Le dossier technique amiante (DTA) est un document obligatoire qui rassemble, pour les parties communes d'un immeuble d'habitation collective, tout ce qui concerne la présence éventuelle d'amiante : où il se trouve, dans quel état il est, et comment son évolution est surveillée. Contrairement à un diagnostic « photo à l'instant T » que l'on refait à chaque vente, le DTA est un dossier vivant : il est créé une fois, puis tenu à jour en continu pendant toute la vie de l'immeuble.
Son objectif est la protection sanitaire des personnes : occupants, gardiens, prestataires de maintenance et entreprises qui interviennent dans l'immeuble.

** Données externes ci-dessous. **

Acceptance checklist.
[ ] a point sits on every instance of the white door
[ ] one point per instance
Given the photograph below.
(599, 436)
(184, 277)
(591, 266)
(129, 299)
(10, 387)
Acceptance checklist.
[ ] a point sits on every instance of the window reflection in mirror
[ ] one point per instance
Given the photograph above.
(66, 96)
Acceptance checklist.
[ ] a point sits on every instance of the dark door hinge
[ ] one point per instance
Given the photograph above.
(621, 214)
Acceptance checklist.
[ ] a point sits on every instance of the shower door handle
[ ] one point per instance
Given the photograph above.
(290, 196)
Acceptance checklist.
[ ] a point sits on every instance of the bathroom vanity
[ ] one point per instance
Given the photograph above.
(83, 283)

En centralisant l'information, le DTA permet d'éviter qu'une intervention banale (perçage, réfection d'un local technique, travaux de plomberie en cave) ne libère des fibres d'amiante sans que personne n'ait été prévenu de leur présence.
Le DTA porte sur les matériaux des listes A et B contenant de l'amiante. La liste A vise notamment les flocages, calorifugeages et faux plafonds ; la liste B concerne d'autres matériaux et produits accessibles sans travaux destructifs (conduits, dalles, enduits, toitures, etc.). Pour chaque matériau repéré, le dossier note son état de conservation et les suites à donner.
La règle est simple et tient à une seule date : le DTA s'impose pour les parties communes des immeubles d'habitation collective dont le permis de construire est antérieur au 1er juillet 1997. Au-delà de cette date, l'usage de l'amiante dans la construction étant interdit, l'obligation de DTA ne s'applique pas.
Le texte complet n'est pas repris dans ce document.